Opinión - Editorial
Ejemplo de unidad opositora
El triunfo electoral primario de Henrique Capriles para disputarle a Hugo Chávez en octubre la presidencia de Venezuela es un ejemplo de lo que deben hacer fuerzas opositoras
El triunfo electoral primario de Henrique Capriles para disputarle a Hugo Chávez en octubre la presidencia de Venezuela es un ejemplo de lo que deben hacer fuerzas opositoras dispersas para buscar la saludable alternancia en el ejercicio del gobierno como puntal de la democracia. En el plano interno, es aún incierto que la inusual unificación de los partidos opositores detrás de una candidatura única baste para terminar con los funestos 13 años de autoritarismo personalista de Chávez. Pese a la gigantesca riqueza petrolera, su régimen ha sumido a Venezuela en la inflación más alta del continente, cercana al 30%, en escasez de electricidad y otros servicios públicos, en ineficiencia administrativa y en un incremento galopante de la corrupción y la delincuencia.
El resultado ha sido una caída del 63% del apoyo popular con que Chávez fue reelecto en 2006. Pero cuenta aún con un respaldo considerable, tanto por sus programas de ayuda a los sectores más pobres como por simpatías generadas por su lucha contra un cáncer. Las encuestas le asignan el apoyo de alrededor de la mitad del electorado, porcentaje que Chávez ya se lanzó a fortalecer con el expediente de aumentar el gasto público. Aprovechando su control de todos los resortes del poder, anunció nuevos programas de subsidios en dinero a los venezolanos de menores recursos y grandes inversiones en viviendas para pobres, teleféricos como medio de transporte para los asentamientos de emergencia en las laderas de las montañas caraqueñas y hasta el lanzamiento de un segundo satélite venezolano pocos días antes de la elección presidencial.
Capriles enfrentará la poderosa maquinaria chavista con un sólido arsenal. Este abogado de 39 años, gobernador del importante estado de Miranda y que nunca ha perdido una elección desde que se convirtiera en el diputado más joven del país a los 25 años, ofrece una imagen de eficiencia y pujanza renovadora, con un discurso de centro-izquierda. Toma públicamente como ejemplo al Brasil del ex presidente Lula por sus planes sociales, que aplicó en el estado de Miranda, y a Noruega por la diversificación de la economía para evitar la actual dependencia total del petróleo. Pero en la campaña cuesta arriba contra la estructura gubernamental de Chávez, lo fortalece sobre todo ser el candidato de una oposición que, después de largos años de división que facilitaron el ascenso chavista, se unificó por primera vez en la Mesa de Unidad Democrática (MUD) y eligió a su candidato en una elección popular entre postulantes de varios partidos.
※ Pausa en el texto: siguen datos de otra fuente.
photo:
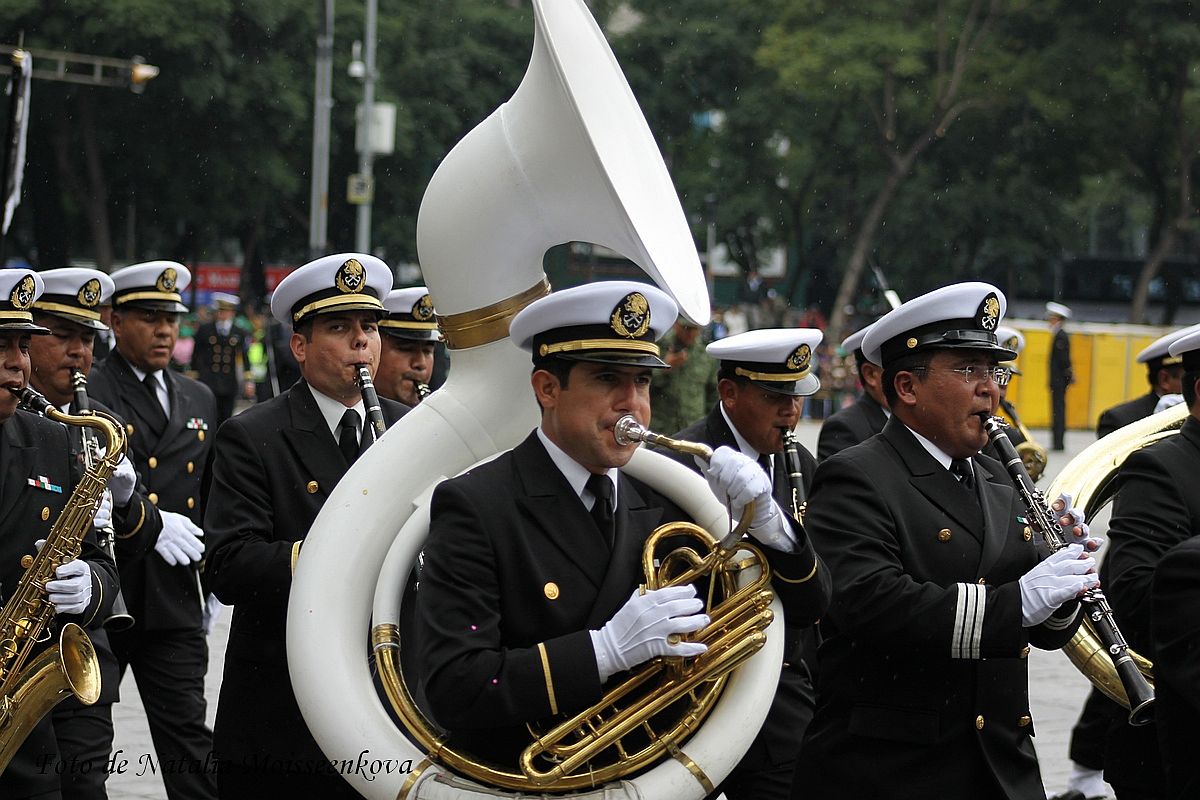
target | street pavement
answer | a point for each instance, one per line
(1056, 689)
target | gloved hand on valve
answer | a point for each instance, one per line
(1065, 575)
(738, 480)
(643, 627)
(180, 540)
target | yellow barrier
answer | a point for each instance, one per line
(1103, 359)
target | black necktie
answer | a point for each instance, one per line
(348, 437)
(961, 470)
(601, 510)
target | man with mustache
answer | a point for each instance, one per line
(275, 465)
(762, 379)
(528, 601)
(409, 335)
(941, 585)
(36, 480)
(169, 420)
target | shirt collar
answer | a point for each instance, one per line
(575, 473)
(333, 410)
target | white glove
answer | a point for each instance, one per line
(103, 516)
(738, 480)
(1168, 401)
(180, 540)
(1060, 577)
(641, 629)
(121, 482)
(71, 590)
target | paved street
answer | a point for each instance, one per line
(1057, 690)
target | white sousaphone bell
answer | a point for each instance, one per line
(568, 158)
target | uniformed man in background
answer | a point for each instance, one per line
(69, 308)
(275, 465)
(762, 379)
(169, 420)
(221, 356)
(35, 485)
(408, 337)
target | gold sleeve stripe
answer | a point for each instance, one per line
(550, 679)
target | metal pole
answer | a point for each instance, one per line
(366, 158)
(322, 110)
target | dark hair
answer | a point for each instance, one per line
(904, 364)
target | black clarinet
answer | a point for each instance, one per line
(120, 618)
(1043, 519)
(371, 401)
(795, 475)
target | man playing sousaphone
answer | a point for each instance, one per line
(528, 599)
(274, 468)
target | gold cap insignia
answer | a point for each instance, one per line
(89, 294)
(168, 280)
(22, 296)
(631, 317)
(351, 277)
(423, 308)
(799, 358)
(988, 317)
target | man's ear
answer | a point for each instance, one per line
(545, 388)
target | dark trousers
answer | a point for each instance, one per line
(85, 741)
(1057, 416)
(169, 669)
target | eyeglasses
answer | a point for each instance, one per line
(973, 374)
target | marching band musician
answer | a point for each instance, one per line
(939, 590)
(409, 335)
(528, 599)
(36, 481)
(865, 417)
(69, 308)
(1157, 506)
(762, 378)
(168, 419)
(275, 465)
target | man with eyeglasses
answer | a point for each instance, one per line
(940, 587)
(762, 379)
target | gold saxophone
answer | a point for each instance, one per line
(33, 685)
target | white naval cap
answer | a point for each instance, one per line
(963, 316)
(610, 322)
(1057, 310)
(1157, 354)
(156, 286)
(779, 359)
(409, 314)
(76, 295)
(19, 289)
(339, 282)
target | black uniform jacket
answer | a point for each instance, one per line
(275, 465)
(515, 576)
(36, 481)
(216, 358)
(1157, 506)
(923, 680)
(1176, 645)
(1126, 413)
(852, 425)
(173, 458)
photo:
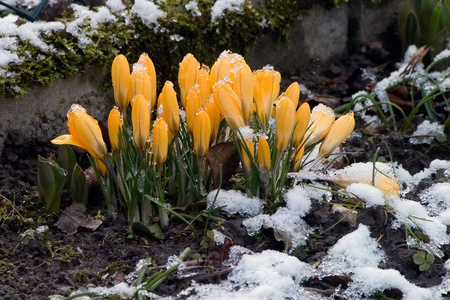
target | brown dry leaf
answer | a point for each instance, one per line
(73, 217)
(225, 155)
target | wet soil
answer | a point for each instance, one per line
(34, 267)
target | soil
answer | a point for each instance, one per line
(58, 263)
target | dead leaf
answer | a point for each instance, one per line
(223, 155)
(73, 217)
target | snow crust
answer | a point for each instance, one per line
(235, 202)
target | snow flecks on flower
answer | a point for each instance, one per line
(193, 7)
(266, 275)
(426, 132)
(368, 280)
(371, 195)
(148, 11)
(415, 215)
(235, 202)
(219, 7)
(354, 250)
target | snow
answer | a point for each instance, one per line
(354, 250)
(219, 7)
(368, 280)
(235, 202)
(148, 11)
(370, 194)
(424, 129)
(266, 275)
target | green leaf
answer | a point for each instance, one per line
(424, 267)
(51, 179)
(78, 185)
(419, 258)
(67, 160)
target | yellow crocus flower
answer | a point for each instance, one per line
(160, 141)
(192, 107)
(115, 123)
(242, 77)
(302, 117)
(319, 124)
(215, 117)
(204, 85)
(263, 154)
(284, 122)
(140, 116)
(84, 133)
(202, 133)
(187, 76)
(140, 82)
(246, 159)
(148, 64)
(298, 156)
(339, 132)
(229, 104)
(169, 102)
(266, 87)
(293, 92)
(120, 73)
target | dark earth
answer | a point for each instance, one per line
(58, 263)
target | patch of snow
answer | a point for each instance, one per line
(148, 11)
(235, 202)
(219, 7)
(354, 250)
(426, 132)
(370, 194)
(368, 280)
(266, 275)
(436, 198)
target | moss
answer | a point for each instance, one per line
(236, 31)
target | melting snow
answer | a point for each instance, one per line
(235, 202)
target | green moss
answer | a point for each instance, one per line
(236, 31)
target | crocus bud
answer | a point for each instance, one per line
(140, 82)
(284, 121)
(115, 123)
(293, 92)
(222, 68)
(148, 64)
(215, 117)
(319, 124)
(170, 106)
(160, 141)
(266, 84)
(298, 156)
(187, 76)
(246, 159)
(229, 104)
(140, 116)
(192, 107)
(204, 85)
(302, 120)
(242, 77)
(263, 154)
(84, 133)
(120, 73)
(339, 132)
(202, 134)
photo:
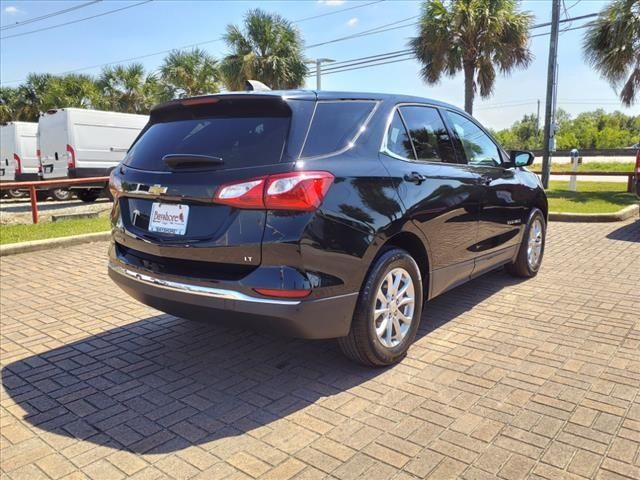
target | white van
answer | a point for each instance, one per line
(81, 143)
(18, 157)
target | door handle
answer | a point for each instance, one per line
(485, 180)
(415, 177)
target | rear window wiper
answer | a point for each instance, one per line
(191, 161)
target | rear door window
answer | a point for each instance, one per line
(478, 146)
(398, 141)
(430, 137)
(241, 141)
(335, 125)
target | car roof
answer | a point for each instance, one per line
(322, 95)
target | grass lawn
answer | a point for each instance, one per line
(64, 228)
(591, 197)
(589, 167)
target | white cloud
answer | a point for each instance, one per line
(332, 3)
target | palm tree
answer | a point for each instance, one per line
(30, 97)
(612, 46)
(129, 88)
(186, 74)
(269, 50)
(475, 37)
(73, 90)
(8, 101)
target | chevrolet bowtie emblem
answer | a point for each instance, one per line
(157, 189)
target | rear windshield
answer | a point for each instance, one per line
(335, 125)
(240, 141)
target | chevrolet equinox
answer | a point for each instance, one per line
(319, 214)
Al margen de lo que ocurra en octubre, lo alcanzado por el MUD es una lección para las fuerzas opositoras atomizadas por apetencias personales de poder o por razones más comprensibles aunque siempre conducentes a simplificarle la vida a regímenes entronizados en el gobierno y que practican la vieja receta de dividir para gobernar. Un cercano caso notorio es Argentina, donde las peleas entre los líderes de los partidos opositores allanaron el camino a la avalancha kirchnerista. La demostración de madurez cívica de la oposición venezolana les marca el rumbo a países donde la fragmentación partidaria actúa en detrimento del interés nacional.